Athletics Athletics

Kimetto sweating on Boston fitness


DENNIS-KIMETTONAIROBI, Kenya, February 16- Chicago and Tokyo marathons champion, Dennis Kimetto remains hopeful, he will recover in time from a painful ankle to compete at the Boston Marathon on April 21.

Kimetto twisted his ankle in training last week, a move that forced him to pull out of last Friday’s RAK Half Marathon in the United Arab Emirates.

“I had to pull out. I had no time to recover and the only thing to do was to get out of the race,” said Kimetto from Eldoret.

However, the 29-year-old has already resumed training as he bids to return to top shape before jetting out to Boston in April.

“I have resumed training now. I will not be running in any other event for now until after the Boston marathon. RAK Half Marathon was supposed to help me gauge my preparedness, but unfortunately, I could not make it.”

“However, it is not all lost. The injury was not severe and I only pulled out as a matter of caution. I did not want to aggravate it and end up missing Boston,” Kimetto told Xinhua from Eldoret.

In his absence, training mate Wilson Kipsang, the World Marathon record holder, could only manage a third place finish in RAK Half on Valentines Day.

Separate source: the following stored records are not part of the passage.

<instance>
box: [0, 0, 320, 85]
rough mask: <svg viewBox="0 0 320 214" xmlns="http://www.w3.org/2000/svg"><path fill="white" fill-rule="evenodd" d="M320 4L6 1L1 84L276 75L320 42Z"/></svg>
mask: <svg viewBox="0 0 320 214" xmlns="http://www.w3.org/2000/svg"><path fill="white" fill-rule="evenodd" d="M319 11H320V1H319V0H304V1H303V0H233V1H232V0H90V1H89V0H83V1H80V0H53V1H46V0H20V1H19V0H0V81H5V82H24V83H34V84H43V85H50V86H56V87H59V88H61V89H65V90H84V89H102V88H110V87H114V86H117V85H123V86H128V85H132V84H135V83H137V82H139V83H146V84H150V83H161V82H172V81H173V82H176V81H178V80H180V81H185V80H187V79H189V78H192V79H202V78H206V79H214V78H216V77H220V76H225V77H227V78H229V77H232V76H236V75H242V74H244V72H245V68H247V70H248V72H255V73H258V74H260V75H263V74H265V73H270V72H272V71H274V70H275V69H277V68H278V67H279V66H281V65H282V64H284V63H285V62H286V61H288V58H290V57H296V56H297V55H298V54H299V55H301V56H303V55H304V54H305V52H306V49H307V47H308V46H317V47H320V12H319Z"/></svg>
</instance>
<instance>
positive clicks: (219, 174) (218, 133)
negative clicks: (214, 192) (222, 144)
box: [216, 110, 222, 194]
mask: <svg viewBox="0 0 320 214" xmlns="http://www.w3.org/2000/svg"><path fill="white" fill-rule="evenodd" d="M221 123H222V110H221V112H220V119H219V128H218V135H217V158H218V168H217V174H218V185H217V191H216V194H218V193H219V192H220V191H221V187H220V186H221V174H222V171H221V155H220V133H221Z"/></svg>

“I know the course in RAK half is tough. I was not ready to stress my foot for that and I will see how it works out in Boston,” added the 2:03:45 course record holder from last year.

It was the fastest marathon ever run in the United States and fourth fastest anywhere on a standard course. He ran near dead even splits of 1:01:52 and 1:01:53.

He set a course record for his first marathon victory at the 2013 Tokyo Marathon. In just his second race at the distance he used a strong second half to cross the finish in 2:06:50, eight seconds ahead of fellow Kenyan Michael Kipyego.

His debut marathon was in Berlin in 2012 clocking 2:04:16, where he was second to training partner Geoffrey Mutai.

“I want to run faster in Boston and that is why I will not disturb myself with any road race until then. I can make it in under 2:04. After that, I will return home, train and hope to emerge stronger and accomplished to conquer the Berlin Course, which will be a world record.”

“I have said as much to Wilson (Kipsang) when we train together that his world record is on borrowed time. I hope in September I will be able to set a new one,” he said.

Joining Kimetto in Boston will be Moses Mosop, who ran the second-fastest time ever run over a certified marathon distance with his 2:03:06 second-place finish in Boston in 2011.

Mosop then went on to win Chicago the same year. Other Kenyans are Eric Ndiema, Lisbon champion Paul Lonyangata, and Gongju winner Joel Kimurer.